Towards enantioselective ultrahigh performance liquid chromatography-mass spectrometry-based metabolomics of branched-chain fatty acids and anteiso-fatty acids under reversed-phase conditions using sub-2-μm amylose- and cellulose-derived chiral stationary phases.

Abstract

Branched-chain fatty acids (BCFAs) are mostly saturated fatty acids with one or more methyl, seldom ethyl, branches in the alkyl chain. They are derived from branched-chain amino acids, ruminant-derived food, or biosynthetic side products of acetyl-CoA carboxylase.

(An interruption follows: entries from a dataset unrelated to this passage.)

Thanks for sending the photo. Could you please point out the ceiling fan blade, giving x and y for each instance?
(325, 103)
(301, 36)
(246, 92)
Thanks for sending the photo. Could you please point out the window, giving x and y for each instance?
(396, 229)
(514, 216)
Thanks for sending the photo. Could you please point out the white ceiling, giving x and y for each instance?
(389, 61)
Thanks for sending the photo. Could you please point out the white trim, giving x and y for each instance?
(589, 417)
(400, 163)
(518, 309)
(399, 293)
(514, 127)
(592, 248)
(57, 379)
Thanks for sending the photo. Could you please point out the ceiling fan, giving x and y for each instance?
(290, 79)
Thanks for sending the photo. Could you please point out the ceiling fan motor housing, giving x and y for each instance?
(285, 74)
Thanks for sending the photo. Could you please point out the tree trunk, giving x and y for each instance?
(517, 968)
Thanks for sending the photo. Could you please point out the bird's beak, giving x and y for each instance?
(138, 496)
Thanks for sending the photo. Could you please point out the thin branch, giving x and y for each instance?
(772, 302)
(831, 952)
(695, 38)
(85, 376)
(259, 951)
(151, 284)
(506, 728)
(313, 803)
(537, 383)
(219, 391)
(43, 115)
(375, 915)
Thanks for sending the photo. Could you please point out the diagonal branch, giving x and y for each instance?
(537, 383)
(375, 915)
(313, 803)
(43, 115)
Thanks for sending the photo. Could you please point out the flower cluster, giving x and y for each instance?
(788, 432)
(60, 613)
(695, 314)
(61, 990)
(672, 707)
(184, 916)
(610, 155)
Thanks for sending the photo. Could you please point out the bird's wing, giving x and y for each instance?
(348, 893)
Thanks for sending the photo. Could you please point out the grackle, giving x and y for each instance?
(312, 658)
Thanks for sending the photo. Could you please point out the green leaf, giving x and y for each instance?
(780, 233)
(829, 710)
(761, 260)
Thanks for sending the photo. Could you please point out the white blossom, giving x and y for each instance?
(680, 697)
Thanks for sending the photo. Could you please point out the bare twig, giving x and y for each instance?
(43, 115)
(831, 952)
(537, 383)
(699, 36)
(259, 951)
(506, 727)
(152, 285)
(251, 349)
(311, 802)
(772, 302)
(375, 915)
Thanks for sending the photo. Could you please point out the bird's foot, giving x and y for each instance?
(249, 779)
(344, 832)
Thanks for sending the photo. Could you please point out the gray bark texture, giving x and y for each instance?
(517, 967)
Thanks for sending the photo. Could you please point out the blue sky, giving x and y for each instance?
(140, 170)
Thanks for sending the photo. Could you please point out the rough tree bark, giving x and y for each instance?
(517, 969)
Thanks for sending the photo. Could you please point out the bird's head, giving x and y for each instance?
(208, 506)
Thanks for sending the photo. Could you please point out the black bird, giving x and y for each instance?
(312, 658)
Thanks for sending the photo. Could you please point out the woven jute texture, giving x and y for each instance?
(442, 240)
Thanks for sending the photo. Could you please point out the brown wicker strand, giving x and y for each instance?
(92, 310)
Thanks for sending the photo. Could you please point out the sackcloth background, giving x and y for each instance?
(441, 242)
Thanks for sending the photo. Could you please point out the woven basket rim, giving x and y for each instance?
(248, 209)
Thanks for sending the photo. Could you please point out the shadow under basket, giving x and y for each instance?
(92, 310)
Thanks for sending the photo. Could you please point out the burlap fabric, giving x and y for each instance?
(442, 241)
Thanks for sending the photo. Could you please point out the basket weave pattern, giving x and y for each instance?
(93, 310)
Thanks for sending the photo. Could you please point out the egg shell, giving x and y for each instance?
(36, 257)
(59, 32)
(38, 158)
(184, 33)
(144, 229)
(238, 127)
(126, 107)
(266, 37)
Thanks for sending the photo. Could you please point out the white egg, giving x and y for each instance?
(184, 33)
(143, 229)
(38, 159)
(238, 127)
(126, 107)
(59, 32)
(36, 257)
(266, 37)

They possess iso- (branching at penultimate carbon) and anteiso-fatty acid structure (branching at antepenultimate carbon) or are branched at any other position of the carbon chain. Except for iso-fatty acids, BCFAs are chiral. They are commonly analyzed by GC-MS, while there is a lack of enantioselective LC-MS methods. In this work, we present a methodology for targeted enantioselective UHPLC-ESI-MS/MS metabolomics of BCFAs. It makes use of precolumn derivatization with 1-naphthylamine and reversed-phase elution conditions. A homologous series of short BCFA analytes with distinct chain lengths (having up to eight carbon atoms), branching type (methyl or ethyl), and position of branching (2, 3, and 4, anteiso and iso) has been systematically studied on six commercially available polysaccharide UHPLC columns. Chiralpak IB-U exhibited the highest and broadest enantioselectivity while IH-U maintained enantioselectivity also for BCFAs with chirality distant from the carboxylic function (i.e., with other branching than in 2-position). The method was used to assign the absolute configuration of a 4-methylhexanoic acid side chain of a natural product from Streptomyces sp. SHP 22-7. The potential of the corresponding UHPLC-ESI-QTOF-MS/MS assay for analyzing stereoselectively BCFAs and other short organic acids by untargeted analysis in human urine was further elucidated in a preliminary proof-of-principle test.